O que realmente muda no corpo com o passar dos anos e o que é mito ?

O que realmente muda no corpo com o passar dos anos e o que é mito ?

Envelhecer faz parte da vida, mas muitas das ideias associadas ao avanço da idade misturam mudanças naturais, hábitos acumulados e crenças que não encontram respaldo na ciência

O corpo humano muda ao longo da vida. Algumas transformações começam de maneira discreta, enquanto outras se tornam mais perceptíveis com o passar dos anos. A recuperação depois de uma noite mal dormida pode parecer mais lenta, a composição corporal pode se alterar, a visão pode exigir mais atenção e atividades que antes pareciam simples podem demandar um pouco mais de esforço.

Mas existe uma diferença importante entre mudanças esperadas do envelhecimento e a ideia de que determinada idade representa uma espécie de “linha de chegada” para a saúde, a disposição ou a qualidade de vida.

A partir da quarta década de vida, algumas alterações fisiológicas passam a ganhar maior relevância. Ao mesmo tempo, alimentação, atividade física, sono, consumo de álcool e tabaco, estresse, condições de saúde, genética e acesso a cuidados médicos podem influenciar muito mais a experiência individual do que simplesmente o número de anos vividos.

Por isso, especialistas costumam alertar contra generalizações. Não existe um único roteiro para o corpo humano depois dos 40.

 

O metabolismo necessariamente fica “lento”?

Essa é uma das crenças mais difundidas.

É comum ouvir que, depois dos 40, o metabolismo despenca e que ganhar peso passa a ser praticamente inevitável. A realidade é mais complexa.

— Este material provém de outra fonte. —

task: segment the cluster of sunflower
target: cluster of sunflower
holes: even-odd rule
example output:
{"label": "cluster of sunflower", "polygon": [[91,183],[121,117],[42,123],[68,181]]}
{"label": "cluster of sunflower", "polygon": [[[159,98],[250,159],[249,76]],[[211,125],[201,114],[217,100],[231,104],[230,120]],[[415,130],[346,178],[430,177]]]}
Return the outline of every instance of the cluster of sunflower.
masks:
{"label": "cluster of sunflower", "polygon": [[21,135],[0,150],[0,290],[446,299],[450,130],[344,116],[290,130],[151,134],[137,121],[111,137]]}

O gasto energético do organismo depende de vários fatores, incluindo massa muscular, tamanho corporal, atividade física e composição corporal. Com o envelhecimento, pode ocorrer perda progressiva de massa muscular, especialmente quando não há estímulo adequado. Como o tecido muscular consome energia, uma redução importante da massa magra pode contribuir para mudanças no gasto energético.

Além disso, mudanças na rotina podem ter grande impacto. Uma pessoa que passa a trabalhar mais horas sentada, pratica menos exercícios ou modifica sua alimentação pode acumular peso ao longo dos anos sem que isso seja explicado exclusivamente pela idade.

Isso não significa que o metabolismo permaneça exatamente igual. Significa que atribuir qualquer aumento de peso à idade, isoladamente, simplifica demais um processo que envolve vários fatores.

Mito: “Depois dos 40, todo mundo engorda porque o metabolismo para de funcionar como antes.”

Realidade: o metabolismo e a composição corporal podem mudar, mas hábitos, massa muscular, nível de atividade e fatores individuais também desempenham papel importante.

 

 

 

A perda de massa muscular merece atenção

Uma das mudanças mais importantes relacionadas ao envelhecimento é a tendência à redução de massa e força muscular.

Esse processo pode ocorrer gradualmente e variar bastante entre indivíduos. A falta de atividade física pode acelerá-lo, enquanto exercícios de resistência, alimentação adequada e outros hábitos saudáveis podem ajudar a preservar a capacidade muscular.

A questão vai muito além da estética.

A massa muscular está relacionada à força, mobilidade, equilíbrio e autonomia. Preservá-la pode ser importante para manter a capacidade de realizar atividades cotidianas ao longo das décadas.

É por isso que exercícios de força deixaram de ser vistos apenas como uma estratégia para quem deseja ganhar músculos. Eles também são uma ferramenta importante para a manutenção da função física.

Não é necessário transformar a rotina em uma preparação esportiva. O tipo, a frequência e a intensidade do exercício devem considerar a condição física de cada pessoa e, quando necessário, orientação profissional.

 

Os ossos também passam por mudanças

O tecido ósseo está em constante renovação. Ao longo da vida, porém, o equilíbrio entre formação e perda óssea pode mudar.

Esse processo merece atenção porque uma redução significativa da densidade mineral óssea aumenta a vulnerabilidade a fraturas.

Nas mulheres, a transição para a menopausa é particularmente importante devido às alterações hormonais associadas ao período. Nos homens, a perda de massa óssea também pode ocorrer, embora os padrões e os fatores envolvidos sejam diferentes.

Idade, histórico familiar, alimentação, atividade física, exposição solar, uso de determinados medicamentos e outras condições de saúde podem influenciar a saúde dos ossos.

A recomendação, portanto, não é esperar que surja uma fratura para começar a cuidar do esqueleto.

 

“Depois de certa idade, não dá mais para ganhar músculo”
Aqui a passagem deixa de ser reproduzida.